I can see only two ways in which
maintaining an independent and democratic Ukraine might be in America’s
national interest. One is the long American tradition, such as it has been, of
advocating liberal policies around the world. We say we stand for democracy and
freedom.[5]
Ukraine is attempting to be a country of democracy and freedom in a part of the
world where those things have been unknown until recently. If we really want to
take a stand for democracy and freedom, supporting an independent Ukraine
against an authoritarian Russia makes perfect sense.
Yet it seems to me that the
notion that defending Ukraine against Russia is in the US national interest
stems more from our relationship with Russia than from anything specifically
about Ukraine. Our foreign policy establishment is convinced that a re-strengthened
Russia is a bad thing. I personally am not convinced that it need be a bad
thing, but my country’s policy toward Russia is firmly based on that
supposition. Ukraine stands in the way of that Russian re-strengthening. Russia
will never reestablish anything like the power it had in that part of the world
when it controlled the USSR if it cannot reestablish its authority over
Ukraine. Ukraine was by far the second largest of the Soviet Socialist
Republics by population after Russia itself. It stands between Russia and much
of the Black Sea, one of Russia’s two open water channels for military and
commercial maritime traffic. Along with Byelorussia Ukraine was part of the
Slavic heart of the USSR, or at least that’s how many Russians view the matter.
Vladimir Putin’s drive for a reestablishment of Russian power will never come
to full fruition if he cannot establish Russian control over Ukraine.

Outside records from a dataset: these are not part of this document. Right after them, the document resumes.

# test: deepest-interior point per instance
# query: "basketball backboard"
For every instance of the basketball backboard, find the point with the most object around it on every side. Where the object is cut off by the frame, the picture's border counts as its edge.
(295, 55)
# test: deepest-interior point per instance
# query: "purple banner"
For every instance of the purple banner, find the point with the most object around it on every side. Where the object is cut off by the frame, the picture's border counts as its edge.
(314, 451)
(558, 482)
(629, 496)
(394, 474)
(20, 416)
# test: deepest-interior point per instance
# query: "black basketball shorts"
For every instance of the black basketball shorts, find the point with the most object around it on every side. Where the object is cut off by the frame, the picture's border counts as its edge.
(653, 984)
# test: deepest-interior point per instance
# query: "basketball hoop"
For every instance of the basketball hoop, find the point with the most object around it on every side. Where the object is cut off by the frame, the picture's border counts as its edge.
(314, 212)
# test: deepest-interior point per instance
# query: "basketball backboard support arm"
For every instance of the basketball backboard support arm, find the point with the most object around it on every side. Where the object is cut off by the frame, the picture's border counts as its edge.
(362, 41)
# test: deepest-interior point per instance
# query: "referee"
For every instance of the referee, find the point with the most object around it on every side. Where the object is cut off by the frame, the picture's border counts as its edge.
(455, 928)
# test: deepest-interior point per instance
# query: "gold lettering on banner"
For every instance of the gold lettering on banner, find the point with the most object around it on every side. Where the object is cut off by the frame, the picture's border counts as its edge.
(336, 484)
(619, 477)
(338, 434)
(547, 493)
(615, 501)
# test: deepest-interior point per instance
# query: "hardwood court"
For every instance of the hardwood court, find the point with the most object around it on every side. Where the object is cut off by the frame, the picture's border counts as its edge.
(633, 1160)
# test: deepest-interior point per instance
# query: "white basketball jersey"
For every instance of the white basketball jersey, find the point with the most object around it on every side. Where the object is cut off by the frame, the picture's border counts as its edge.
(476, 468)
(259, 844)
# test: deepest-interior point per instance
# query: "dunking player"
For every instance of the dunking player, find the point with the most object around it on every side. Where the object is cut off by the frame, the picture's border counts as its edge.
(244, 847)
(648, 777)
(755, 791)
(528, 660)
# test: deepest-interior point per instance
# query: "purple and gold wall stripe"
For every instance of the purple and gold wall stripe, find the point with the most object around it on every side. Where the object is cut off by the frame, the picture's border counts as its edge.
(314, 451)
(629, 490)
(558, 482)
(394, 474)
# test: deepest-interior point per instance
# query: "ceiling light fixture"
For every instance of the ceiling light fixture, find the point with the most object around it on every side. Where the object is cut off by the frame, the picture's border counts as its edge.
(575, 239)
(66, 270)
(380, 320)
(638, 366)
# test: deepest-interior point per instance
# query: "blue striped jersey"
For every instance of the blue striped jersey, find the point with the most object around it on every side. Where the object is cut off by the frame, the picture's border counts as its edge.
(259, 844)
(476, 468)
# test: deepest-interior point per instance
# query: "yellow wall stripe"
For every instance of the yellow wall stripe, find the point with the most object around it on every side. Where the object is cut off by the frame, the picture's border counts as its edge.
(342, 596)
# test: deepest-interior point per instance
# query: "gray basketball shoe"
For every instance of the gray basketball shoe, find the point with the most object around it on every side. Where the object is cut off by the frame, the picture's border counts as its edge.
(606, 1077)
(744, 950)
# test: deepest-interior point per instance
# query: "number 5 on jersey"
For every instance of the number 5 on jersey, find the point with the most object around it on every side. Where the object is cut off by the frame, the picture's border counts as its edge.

That, it seems to me, is why our
foreign policy gurus insist that a free and independent Ukraine is vital to our
national security interests. It’s not that Ukraine is that important in its own
right. It’s neither big enough nor wealthy enough to be that important in its
own right. It’s that Ukraine is the frontline of any attempt to thwart Putin’s
dream of a reestablished, re-empowered Russia. If thwarting Putin’s dream of a
reestablished, re-empowered Russia is necessary to American security interests,
then assisting Ukraine in its struggle with Russia makes perfect sense. If it
isn’t, it doesn’t.
[1] The
Yalta Conference of 1945 between the leaders of the USSR, the US, and the
United Kingdom decided that the USSR, the Ukrainian Soviet Socialist Republic,
and the Byelorussian Soviet Socialist Republic would each have a seat at the
new United Nations. This despite the fact that Ukraine and Byelorussia were
part of the USSR and played no independent role in world affairs.
[2] Crimea
had originally been part of the Russian Federated Soviet Socialist Republic,
the Russian element, and by far the dominant one, in the USSR. In 1954, for
reasons no one quite understands, Khrushchev transferred it to the Ukrainian
SSR. The Soviet Union was so centralized that this transfer may have changed
the maps of the country but otherwise had no significant effect. The Crimea
remained the home port of the Soviet Black Sea Fleet after it was moved from
the Russian to the Ukrainian republic. It was still the home port of that fleet
when Ukraine became independent in 1991.
[3]
Also to Byelorussia and Kazakhstan.
[4]
Actually, President Trump apparently would be perfectly happy with such a
reassertion of Russian power, but so far he hasn’t been able to change American
policy with regard to that issue.
[5] Whether
we actually do or not is a question I won’t go into here.